If they can figure out a way to get a hackintosh computer that supports this gpu then I'm selling my imac in a heartbeat.
>90% sure it's not a problem. So far, all new Nvidia GPU (up to TitanX) are supported in the old Mac Pro and Hackintosh by the Web Driver. Can't see why Nvidia will suddenly stop that.
It's certainly not terrible but considering this is a 3 THOUSAND dollar machine and is brand new, this should not happen
$3000 does't mean anything. You were paying that for the 5K screen, the Apple brand, the slim design, but not the spec, the cooling system, upgradability, etc.
Anyway, if you want native OSX support, the Mac Pro 5,1 is your best choice.
Other Mac (including your iMac) is possible to use this card as eGPU via TB, but expect a lot of work have to do, and most likely every OS upgrade will break it.
Hackintosh always has the best cost to performance ratio. But again, not native, easy to have issues during any OS upgrade. Not recommended for inexperience guy to use as daily (working) computer.
For video editing, I am sorry to tell you that the $400 Mac Pro 4,1 with some upgrade may do the job better than your iMac and cost a bit less.
e.g. My Mac Pro's current cost is about
$400 Mac Pro 4,1
Flash to 5,1 (free)
2x HD7950 ($200-300, can be cheaper if buy used card)
$300 1T Samsung SSD
$190 48G ECC RAM
$150 W3680 (or W3690, X5690, X5690, which ever cheaper)

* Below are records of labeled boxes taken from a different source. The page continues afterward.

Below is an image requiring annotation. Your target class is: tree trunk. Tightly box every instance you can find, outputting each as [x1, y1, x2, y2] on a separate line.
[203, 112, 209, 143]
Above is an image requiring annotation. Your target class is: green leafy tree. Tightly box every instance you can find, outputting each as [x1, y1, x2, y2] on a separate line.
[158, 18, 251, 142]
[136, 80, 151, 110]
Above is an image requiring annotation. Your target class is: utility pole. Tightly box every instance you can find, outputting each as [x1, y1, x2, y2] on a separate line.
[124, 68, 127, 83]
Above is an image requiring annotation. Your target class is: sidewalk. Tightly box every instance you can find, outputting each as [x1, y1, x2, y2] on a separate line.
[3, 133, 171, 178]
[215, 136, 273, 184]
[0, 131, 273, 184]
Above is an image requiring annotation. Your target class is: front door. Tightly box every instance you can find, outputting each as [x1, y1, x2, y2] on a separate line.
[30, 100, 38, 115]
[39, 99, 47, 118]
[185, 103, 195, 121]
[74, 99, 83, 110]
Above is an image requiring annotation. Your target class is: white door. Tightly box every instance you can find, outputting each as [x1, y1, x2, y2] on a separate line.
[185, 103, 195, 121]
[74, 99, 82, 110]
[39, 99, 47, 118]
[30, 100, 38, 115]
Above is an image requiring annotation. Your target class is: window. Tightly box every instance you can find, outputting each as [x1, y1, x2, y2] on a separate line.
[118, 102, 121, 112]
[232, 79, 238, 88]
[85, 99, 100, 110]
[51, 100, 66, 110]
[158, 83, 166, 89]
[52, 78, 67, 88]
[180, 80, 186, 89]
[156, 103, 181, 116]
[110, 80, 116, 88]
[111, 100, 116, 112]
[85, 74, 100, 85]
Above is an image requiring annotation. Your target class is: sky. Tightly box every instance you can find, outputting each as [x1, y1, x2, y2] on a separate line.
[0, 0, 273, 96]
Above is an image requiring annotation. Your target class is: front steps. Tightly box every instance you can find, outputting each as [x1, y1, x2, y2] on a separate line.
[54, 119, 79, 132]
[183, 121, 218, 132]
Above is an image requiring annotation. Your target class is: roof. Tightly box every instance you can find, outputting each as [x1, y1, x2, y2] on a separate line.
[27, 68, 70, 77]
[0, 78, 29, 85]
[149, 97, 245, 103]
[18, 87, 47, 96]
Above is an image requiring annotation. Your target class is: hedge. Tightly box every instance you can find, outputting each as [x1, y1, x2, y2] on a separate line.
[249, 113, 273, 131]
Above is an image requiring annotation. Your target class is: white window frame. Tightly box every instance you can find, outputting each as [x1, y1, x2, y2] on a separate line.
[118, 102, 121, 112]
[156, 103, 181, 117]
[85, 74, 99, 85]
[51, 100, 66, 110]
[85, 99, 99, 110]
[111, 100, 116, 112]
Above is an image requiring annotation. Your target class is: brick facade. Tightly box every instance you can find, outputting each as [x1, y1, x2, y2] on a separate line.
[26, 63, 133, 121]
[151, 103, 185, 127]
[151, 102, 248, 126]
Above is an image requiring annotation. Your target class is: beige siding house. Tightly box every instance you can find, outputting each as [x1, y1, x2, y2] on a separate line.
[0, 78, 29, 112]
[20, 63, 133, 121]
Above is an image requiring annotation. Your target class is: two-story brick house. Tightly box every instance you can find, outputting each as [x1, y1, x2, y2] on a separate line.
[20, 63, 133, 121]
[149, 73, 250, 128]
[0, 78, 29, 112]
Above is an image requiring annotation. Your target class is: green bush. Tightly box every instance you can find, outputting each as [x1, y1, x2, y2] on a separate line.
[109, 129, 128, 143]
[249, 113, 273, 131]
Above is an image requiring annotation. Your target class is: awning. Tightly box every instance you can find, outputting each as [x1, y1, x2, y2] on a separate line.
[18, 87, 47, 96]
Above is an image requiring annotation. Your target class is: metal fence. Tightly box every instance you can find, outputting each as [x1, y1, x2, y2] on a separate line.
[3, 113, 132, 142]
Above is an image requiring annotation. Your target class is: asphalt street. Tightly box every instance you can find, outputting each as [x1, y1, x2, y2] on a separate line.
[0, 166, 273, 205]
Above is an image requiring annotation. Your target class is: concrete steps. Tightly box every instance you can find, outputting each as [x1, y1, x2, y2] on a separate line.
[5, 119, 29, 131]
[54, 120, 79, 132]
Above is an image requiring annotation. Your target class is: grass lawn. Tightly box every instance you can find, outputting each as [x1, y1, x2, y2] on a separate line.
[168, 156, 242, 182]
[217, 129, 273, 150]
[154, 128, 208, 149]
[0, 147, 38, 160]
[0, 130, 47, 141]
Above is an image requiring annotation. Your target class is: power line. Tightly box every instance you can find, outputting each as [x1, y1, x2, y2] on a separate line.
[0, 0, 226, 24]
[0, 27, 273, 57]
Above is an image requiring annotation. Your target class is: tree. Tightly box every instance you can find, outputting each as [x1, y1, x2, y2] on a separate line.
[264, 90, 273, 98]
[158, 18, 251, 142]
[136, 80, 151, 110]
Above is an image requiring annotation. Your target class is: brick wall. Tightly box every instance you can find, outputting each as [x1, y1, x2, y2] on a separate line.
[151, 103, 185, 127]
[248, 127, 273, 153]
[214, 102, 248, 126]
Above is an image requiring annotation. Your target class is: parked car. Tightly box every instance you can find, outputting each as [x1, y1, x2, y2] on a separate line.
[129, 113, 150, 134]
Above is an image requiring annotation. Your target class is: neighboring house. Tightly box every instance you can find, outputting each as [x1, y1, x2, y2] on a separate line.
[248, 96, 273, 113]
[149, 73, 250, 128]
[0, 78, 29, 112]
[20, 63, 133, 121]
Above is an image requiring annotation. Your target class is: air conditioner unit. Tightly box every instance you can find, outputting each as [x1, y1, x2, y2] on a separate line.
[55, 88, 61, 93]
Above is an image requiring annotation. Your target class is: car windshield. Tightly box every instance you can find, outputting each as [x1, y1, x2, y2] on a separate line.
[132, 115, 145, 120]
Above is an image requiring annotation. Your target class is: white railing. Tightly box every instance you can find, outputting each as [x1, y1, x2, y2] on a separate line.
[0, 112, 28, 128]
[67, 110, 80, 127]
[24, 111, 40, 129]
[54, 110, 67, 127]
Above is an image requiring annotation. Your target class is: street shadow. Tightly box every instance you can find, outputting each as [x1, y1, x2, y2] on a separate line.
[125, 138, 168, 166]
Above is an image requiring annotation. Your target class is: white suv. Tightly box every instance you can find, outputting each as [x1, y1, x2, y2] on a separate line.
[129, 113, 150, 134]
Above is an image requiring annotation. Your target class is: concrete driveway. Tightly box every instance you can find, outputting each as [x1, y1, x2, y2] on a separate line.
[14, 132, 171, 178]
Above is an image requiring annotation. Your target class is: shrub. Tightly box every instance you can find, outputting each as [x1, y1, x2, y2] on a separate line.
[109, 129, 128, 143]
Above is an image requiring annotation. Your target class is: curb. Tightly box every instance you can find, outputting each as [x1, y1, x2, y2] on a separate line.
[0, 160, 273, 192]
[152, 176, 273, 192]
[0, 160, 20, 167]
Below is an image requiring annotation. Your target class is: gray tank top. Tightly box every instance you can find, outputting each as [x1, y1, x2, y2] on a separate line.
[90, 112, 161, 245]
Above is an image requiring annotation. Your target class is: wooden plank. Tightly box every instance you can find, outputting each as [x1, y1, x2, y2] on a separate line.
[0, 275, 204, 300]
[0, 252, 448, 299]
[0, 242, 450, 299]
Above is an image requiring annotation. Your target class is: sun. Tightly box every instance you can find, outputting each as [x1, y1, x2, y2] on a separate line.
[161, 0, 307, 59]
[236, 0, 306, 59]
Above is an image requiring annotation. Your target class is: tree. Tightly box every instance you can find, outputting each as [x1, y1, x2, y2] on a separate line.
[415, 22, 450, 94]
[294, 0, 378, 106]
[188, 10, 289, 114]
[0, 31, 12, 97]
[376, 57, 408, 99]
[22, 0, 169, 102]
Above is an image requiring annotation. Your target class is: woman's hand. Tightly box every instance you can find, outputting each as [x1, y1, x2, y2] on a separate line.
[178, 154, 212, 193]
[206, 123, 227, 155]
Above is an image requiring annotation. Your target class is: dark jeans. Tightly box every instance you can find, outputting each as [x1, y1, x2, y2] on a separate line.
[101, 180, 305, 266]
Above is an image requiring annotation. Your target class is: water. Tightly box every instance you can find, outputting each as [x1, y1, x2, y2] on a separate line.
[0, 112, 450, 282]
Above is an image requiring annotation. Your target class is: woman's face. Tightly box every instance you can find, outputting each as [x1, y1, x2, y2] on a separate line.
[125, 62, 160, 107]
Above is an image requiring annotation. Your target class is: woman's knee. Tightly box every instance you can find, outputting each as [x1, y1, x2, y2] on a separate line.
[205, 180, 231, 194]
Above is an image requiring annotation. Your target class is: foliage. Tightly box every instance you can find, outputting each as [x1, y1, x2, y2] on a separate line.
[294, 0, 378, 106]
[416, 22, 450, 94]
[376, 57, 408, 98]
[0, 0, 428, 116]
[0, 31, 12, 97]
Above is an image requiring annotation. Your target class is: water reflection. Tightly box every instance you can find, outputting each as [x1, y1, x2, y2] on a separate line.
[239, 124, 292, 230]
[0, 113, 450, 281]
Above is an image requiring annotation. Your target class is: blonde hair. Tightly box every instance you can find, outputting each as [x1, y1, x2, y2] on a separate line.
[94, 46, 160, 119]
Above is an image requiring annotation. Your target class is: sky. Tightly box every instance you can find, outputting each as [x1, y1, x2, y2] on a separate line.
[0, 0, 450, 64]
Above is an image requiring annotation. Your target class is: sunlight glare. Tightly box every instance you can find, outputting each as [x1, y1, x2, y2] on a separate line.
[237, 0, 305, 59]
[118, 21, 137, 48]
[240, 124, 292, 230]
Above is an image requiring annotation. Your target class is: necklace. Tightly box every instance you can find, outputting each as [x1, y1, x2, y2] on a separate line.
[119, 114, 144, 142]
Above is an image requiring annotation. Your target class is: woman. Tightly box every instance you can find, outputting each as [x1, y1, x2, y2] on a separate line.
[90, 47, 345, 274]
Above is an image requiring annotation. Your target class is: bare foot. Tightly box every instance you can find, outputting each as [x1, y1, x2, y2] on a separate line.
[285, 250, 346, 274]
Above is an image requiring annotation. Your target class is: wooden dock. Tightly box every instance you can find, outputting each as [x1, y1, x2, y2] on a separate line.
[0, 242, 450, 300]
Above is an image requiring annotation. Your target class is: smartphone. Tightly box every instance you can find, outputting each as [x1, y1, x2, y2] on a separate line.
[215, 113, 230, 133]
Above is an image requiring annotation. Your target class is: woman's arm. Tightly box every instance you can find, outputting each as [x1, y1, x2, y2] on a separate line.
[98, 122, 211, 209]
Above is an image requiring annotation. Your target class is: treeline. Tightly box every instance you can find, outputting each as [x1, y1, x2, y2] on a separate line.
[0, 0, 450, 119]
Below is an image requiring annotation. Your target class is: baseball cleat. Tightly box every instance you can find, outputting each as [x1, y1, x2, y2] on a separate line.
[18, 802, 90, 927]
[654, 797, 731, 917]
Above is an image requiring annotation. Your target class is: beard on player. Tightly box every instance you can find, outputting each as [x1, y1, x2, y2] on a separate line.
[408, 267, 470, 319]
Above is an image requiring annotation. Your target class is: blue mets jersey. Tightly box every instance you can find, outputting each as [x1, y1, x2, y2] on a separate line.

HDD, whatever you want, a WD red 6T HDD which works very well internally is about $200-$250 (you can install up to four of them internally in RAID 0).
So, all together is just about half the cost of your iMac, but sure much more powerful in video editing. However, the best screen to use is just 4K, not 5K in Mac Pro. The 5K monitor works, but may cause trouble, also much more expensive then the 4K monitor.
For dual 7950, you can easily power 4x 4K screen without any problem. 2x Dell P2715Q should be a good choice for 4K video editing. You can use one of the monitor for real time play back at native resolution. Both monitors will cost you another ~$1200 in total.
So, at the end, total cost is just below $3000, not much cheaper than your iMac, but you have 2x4K monitor, 2x7950 for, 48G ECC RAM, 1T SSD + 6T HDD.
Overall a more powerful setting for video editing. AND MOST IMPORTANTLY, this Mac can upgrade, you can use 4xPCIe SSD with ~5900MB/s read/write which only occupy one PCIe slot. You can install a 1080 or whatever GPU to replace the dual 7950. You can go for dual X5690 (12 cores, 24 threads) and 128G RAM (may be more later, when 32G RAM stick exist). For plugin 5x 2T SSD internally (total 10T). Plenty of options in the cMP to fit your personal needs.
Also, Mac Pro is designed to work 100% 24/7, no matter how you stress it, the fan not even run at half speed, quiet and cool.
Please don't get me wrong, I am not saying that the iMac is bad. It's a nice machine, but the same $3000 dollar, you just get a type of Apple computer that's beautiful, but not that powerful and not upgradable (and may not that fit your need for video editing). IMO, the 5K iMac is really good for photo editing, less demanding to GPU and cooling system, require good monitor, more demanding on CPU single core performance (all Mac Pro is relatively bad in this area), less demanding on storage (both speed and size). However, it's not that video editing orientated (especailly 4K video).